I did not consider that. Hmmm. Like I said, I'm no expert. Then, the only complaint I really have is the water block material.

It's funny, I just got done tearing down an H2O build I did some time back that has a custom made 5.25" bay reservior made of 6061 aluminum. I opened it up expecting the anodize to have completely dissappeared. To my surprise, it was still intact. The color of the anodize was black by the way. No way of knowing if galvanic reaction is still possible.
 
I did not consider that. Hmmm. Like I said, I'm no expert. Then, the only complaint I really have is the water block material.

It's funny, I just got done tearing down an H2O build I did some time back that has a custom made 5.25" bay reservior made of 6061 aluminum. I opened it up expecting the anodize to have completely dissappeared. To my surprise, it was still intact. The color of the anodize was black by the way. No way of knowing if galvanic reaction is still possible.

Were you running anti corrosive fluid? Maybe it had some non anodized coating on it? I would expect the copper blocks to show more damage than the anodizing if any is present.
 
Were you running anti corrosive fluid? Maybe it had some non anodized coating on it? I would expect the copper blocks to show more damage than the anodizing if any is present.

Justintoxicated, I was using mct-40. A non-conductive fluid I purchased from Danger Den a while back. It doesn't state 'anti-corrosive' anywhere on the bottle.
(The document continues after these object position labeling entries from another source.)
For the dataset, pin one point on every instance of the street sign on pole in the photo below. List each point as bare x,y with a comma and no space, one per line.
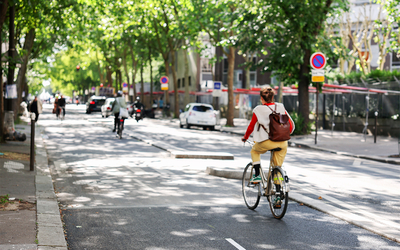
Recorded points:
318,60
318,75
217,89
164,83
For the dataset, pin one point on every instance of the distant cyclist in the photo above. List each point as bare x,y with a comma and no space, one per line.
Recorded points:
61,106
117,104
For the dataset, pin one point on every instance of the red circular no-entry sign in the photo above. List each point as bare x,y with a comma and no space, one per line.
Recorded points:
164,80
318,60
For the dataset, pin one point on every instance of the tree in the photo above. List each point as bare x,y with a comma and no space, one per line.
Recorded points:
292,29
221,21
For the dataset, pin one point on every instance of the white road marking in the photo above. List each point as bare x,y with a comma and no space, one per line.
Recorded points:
61,168
235,244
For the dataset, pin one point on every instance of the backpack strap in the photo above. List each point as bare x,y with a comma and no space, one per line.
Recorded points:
273,111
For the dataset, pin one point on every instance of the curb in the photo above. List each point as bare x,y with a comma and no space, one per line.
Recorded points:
312,203
372,158
178,153
50,230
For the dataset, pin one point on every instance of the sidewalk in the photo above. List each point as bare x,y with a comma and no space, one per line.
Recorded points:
32,220
39,226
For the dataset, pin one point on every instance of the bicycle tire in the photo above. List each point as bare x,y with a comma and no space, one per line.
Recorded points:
273,196
251,192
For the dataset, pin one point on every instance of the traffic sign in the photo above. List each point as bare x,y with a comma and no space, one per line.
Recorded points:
318,60
164,80
217,89
318,75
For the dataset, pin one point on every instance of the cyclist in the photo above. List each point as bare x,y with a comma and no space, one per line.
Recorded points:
262,143
117,104
138,105
61,105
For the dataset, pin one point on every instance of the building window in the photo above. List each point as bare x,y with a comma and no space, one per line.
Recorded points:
205,65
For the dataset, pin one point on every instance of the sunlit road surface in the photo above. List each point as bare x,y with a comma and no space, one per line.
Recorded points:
125,194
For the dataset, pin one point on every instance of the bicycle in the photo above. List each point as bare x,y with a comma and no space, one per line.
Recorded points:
275,186
120,126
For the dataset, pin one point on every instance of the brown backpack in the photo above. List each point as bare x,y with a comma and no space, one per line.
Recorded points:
279,126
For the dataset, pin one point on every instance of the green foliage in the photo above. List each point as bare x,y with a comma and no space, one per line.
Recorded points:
4,199
374,75
299,124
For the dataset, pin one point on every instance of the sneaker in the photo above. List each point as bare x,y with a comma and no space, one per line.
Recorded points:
255,179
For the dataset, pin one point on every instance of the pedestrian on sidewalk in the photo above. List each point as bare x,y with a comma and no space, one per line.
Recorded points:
61,106
262,143
36,107
117,104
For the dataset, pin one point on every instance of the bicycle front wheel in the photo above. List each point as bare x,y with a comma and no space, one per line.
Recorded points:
278,196
251,191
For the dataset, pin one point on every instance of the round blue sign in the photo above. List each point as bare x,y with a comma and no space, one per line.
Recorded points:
164,79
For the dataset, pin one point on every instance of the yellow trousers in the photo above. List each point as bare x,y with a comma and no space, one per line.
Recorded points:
262,147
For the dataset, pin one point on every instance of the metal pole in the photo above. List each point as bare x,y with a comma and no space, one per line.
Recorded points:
32,158
316,115
365,130
333,111
376,125
343,99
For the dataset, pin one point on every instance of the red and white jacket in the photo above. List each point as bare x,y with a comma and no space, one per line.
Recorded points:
261,116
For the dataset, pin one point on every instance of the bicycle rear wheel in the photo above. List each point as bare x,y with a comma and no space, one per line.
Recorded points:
120,128
251,191
278,197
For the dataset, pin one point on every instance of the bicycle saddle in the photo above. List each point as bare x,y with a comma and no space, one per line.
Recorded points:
275,149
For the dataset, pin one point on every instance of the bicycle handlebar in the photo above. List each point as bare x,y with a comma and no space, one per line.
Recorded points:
249,142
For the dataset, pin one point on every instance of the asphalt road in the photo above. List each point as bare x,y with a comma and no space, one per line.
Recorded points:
125,194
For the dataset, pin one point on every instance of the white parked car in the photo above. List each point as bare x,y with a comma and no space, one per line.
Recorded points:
200,115
106,110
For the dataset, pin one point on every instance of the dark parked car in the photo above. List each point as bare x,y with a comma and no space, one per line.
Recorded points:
94,104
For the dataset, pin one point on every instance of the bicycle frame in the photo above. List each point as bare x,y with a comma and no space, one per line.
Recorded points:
264,179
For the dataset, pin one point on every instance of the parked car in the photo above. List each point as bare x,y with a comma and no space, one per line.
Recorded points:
94,104
106,110
198,114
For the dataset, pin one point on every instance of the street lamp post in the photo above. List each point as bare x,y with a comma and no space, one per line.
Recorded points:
376,125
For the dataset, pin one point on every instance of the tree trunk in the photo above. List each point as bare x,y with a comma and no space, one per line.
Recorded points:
151,78
176,94
166,73
3,12
304,82
1,93
231,104
141,83
134,71
99,68
109,76
116,81
28,45
187,97
120,79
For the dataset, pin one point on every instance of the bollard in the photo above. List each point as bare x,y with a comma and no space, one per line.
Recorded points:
376,126
32,158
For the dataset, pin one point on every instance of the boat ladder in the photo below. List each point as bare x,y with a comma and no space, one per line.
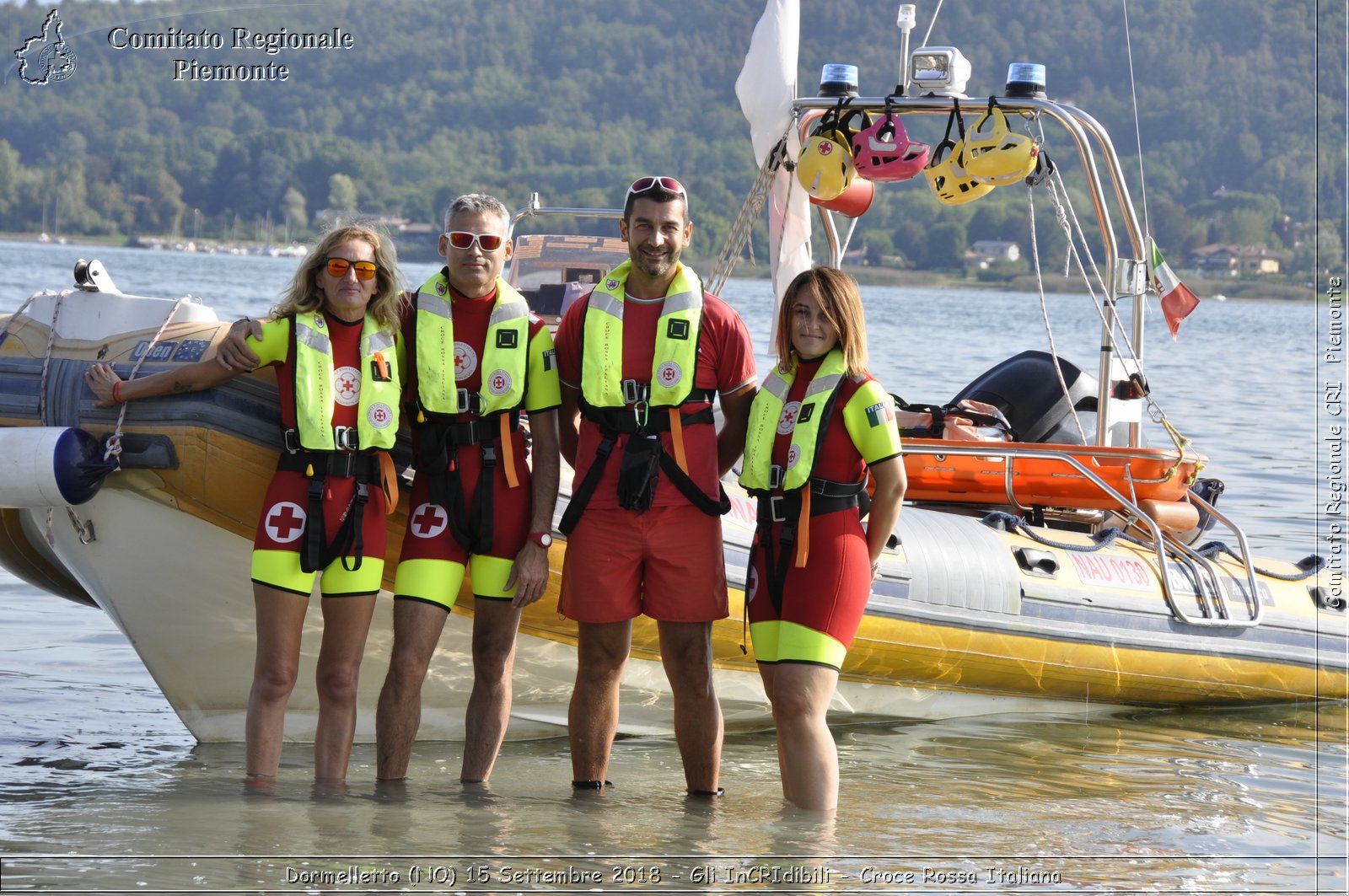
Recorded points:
1211,587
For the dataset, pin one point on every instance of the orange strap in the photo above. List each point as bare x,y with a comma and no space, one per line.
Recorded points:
509,453
803,529
389,482
678,439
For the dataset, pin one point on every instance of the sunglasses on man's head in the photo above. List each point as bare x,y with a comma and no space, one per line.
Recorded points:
648,184
339,266
465,240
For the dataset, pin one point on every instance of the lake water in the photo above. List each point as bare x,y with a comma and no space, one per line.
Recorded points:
105,791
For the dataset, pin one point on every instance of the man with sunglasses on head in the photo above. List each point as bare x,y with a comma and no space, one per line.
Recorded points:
476,358
641,361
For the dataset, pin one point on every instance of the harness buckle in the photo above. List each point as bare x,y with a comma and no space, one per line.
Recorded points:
346,439
634,392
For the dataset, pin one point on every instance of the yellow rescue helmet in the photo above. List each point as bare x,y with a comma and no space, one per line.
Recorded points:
826,166
950,182
993,154
944,172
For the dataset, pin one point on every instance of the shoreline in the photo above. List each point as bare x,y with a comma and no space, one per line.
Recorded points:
867,276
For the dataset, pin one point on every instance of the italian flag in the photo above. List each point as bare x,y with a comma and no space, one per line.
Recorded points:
880,413
1177,300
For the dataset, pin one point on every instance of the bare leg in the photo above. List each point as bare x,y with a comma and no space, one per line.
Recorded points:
417,629
807,752
489,706
346,626
766,671
593,718
280,621
687,655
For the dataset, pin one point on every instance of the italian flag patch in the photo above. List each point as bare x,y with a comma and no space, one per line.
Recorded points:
880,413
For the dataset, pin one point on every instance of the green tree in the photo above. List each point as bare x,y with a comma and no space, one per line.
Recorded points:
294,213
341,193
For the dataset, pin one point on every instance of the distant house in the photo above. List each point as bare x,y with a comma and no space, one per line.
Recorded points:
984,253
1221,260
It was a little like anti-freeze. It was something you didn't want on your skin, but is sure was non-conductive. Had a spill or two, and no damage.
 
Justintoxicated, I was using mct-40. A non-conductive fluid I purchased from Danger Den a while back. It doesn't state 'anti-corrosive' anywhere on the bottle. It was a little like anti-freeze. It was something you didn't want on your skin, but is sure was non-conductive. Had a spill or two, and no damage.

That could be it, probably anti corrosive. You could run something like that or antifreeze with this block and probably not have too many problems, of course you will also get worse temps with everything else in the loop. Just not good practice but I'm sure yo could make it work.